Tesla Recall a Good Move
For an Auto Manufacturer that has a penchant for safety, the latest 90,000 vehicle recall of every single Tesla Model S on the road around the world is somewhat surprising. Simply because they issued the recall voluntarily from one defect found in one vehicle in Europe where the seat belt connector was found to be not connected properly to the lap tensioner. Essentially Tesla was getting out in front of a potential safety hazard at a very early stage, before an actual accident occurred and before anyone was injured.
This is the surprise that many safety advocates are calling a “good move.” Instead of waiting for further burden of proof, Tesla wants to ensure their safety record stays intact without a widespread issue.

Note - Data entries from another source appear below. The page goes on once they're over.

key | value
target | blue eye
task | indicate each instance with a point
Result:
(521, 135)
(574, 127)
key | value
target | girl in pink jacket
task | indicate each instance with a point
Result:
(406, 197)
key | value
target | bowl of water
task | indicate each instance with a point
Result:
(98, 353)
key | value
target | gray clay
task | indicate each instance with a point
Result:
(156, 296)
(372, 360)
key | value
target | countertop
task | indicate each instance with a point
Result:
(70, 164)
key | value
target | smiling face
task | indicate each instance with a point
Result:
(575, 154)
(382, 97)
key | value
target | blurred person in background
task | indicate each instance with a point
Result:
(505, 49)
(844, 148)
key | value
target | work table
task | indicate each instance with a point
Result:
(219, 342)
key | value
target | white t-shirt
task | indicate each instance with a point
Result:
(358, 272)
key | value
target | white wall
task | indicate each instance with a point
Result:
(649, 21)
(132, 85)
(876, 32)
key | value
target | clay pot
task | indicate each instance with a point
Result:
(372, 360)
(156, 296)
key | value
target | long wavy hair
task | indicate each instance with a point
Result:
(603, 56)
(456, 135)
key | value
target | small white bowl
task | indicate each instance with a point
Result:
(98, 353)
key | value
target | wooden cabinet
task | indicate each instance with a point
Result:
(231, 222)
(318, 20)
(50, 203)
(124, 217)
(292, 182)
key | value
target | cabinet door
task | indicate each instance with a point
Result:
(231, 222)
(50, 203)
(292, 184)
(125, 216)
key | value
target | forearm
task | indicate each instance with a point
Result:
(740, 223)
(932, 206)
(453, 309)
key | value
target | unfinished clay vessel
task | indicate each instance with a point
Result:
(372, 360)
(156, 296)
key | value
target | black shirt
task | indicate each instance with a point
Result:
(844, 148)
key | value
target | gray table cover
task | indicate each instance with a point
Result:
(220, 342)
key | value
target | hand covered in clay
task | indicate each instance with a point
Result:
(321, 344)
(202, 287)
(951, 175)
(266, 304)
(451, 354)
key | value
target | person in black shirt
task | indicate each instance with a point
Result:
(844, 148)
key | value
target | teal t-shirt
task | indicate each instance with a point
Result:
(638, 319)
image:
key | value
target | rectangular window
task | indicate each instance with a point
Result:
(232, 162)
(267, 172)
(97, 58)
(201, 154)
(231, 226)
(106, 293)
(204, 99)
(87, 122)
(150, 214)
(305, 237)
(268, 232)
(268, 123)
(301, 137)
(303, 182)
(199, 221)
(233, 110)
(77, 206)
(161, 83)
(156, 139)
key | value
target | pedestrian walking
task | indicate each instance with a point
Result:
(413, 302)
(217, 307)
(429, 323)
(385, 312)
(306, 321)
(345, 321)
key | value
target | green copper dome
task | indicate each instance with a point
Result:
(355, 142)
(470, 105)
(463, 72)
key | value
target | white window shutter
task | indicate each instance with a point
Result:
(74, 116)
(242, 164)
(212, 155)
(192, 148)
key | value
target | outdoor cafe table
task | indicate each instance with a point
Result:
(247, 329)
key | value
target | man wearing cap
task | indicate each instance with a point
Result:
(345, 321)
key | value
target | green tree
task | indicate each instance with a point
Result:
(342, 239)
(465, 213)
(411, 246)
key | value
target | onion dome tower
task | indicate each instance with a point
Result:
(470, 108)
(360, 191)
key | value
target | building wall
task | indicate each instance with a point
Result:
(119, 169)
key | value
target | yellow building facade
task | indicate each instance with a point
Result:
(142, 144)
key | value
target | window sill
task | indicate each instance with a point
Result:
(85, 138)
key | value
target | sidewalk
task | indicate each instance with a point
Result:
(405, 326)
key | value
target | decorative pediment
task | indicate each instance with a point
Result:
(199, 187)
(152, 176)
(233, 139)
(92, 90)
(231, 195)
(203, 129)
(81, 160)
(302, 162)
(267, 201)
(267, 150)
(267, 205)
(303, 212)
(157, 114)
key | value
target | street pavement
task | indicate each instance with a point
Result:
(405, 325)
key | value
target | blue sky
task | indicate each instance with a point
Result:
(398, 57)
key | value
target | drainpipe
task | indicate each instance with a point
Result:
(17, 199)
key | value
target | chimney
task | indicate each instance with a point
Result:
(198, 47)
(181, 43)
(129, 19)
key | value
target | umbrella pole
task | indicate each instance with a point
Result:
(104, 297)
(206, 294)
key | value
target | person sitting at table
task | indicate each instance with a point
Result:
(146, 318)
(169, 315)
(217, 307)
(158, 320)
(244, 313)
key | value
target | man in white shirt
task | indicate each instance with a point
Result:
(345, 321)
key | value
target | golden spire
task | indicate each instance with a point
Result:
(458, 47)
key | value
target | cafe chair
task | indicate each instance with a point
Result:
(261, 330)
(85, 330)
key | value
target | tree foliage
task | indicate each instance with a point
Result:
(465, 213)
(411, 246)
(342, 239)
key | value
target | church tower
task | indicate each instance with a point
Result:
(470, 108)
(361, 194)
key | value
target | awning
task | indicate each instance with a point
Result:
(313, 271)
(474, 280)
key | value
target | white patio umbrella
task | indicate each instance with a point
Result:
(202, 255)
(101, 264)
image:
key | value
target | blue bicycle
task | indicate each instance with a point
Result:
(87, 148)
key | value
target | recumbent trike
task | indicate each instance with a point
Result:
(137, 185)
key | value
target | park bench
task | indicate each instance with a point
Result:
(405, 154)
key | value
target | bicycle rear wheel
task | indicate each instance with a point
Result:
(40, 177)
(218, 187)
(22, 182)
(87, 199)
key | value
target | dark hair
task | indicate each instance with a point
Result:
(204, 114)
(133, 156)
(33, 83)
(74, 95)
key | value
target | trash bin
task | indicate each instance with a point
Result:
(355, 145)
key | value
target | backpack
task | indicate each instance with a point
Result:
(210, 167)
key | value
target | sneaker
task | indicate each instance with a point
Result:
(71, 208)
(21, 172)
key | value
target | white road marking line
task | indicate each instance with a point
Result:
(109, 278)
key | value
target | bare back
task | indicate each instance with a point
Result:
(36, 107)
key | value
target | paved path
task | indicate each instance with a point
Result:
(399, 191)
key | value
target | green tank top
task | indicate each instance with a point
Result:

Ford’s Drugged Driving Suit
Ford has developed a special effects driving suit that mimics different side effects of taking drugs such as marijuana, heroin and others. Ford has realized through different studies that many young people have admitted to driving while high on certain drugs. They set out to mimic what it’s like on these drugs with a specially modified suit that offers certain side effects. With tunnel vision producing goggles, a hand-tremor inducing module and weights on legs that produce an off-balance situation, the full suit is named the Drugged Driving Suit.
When professional test drivers wore the suit and drove a pre-marked course the results were surprising. These professional drivers could not complete the course and could not drive effectively. Their video shows just how impaired these drugs can make you. Driving while under the influence in most US states includes laws against narcotics and even prescription drugs exactly for these reasons.
US House of Representatives discuss the Internet of Cars
The Internet of Things (IoT) is taking the world by storm with consumer electronics getting connected to the Internet to provide some amazing benefits. From fridges that remind you to buy milk, to having a fully connected security system at your home, allowing you to unlock your doors for your children as they arrive home. Yet the House chairman of the House Oversight and Government Reform Subcommittee on Transportation held a special meeting on the “Internet of Cars.” The potential for this technology is to allow cars to communicate with each other, creating an awareness for safety. The information relayed could include speed and direction to help drivers avoid crashes. When the driver does not act quickly enough, the car could apply the brakes.
However on the other side of the proverbial fence are cyber hackers that could gain control of a car from anywhere in the world. This could lead to using vehicles as weapons, the subcommittee heard from the Representative Ted Lieu of California. Representatives are discussing what legislative regulations should be put in place to protect driver’s privacy and security for such technological uses of the Internet of Cars.
These are biggest stories in car safety for the week ending 22 November 2015.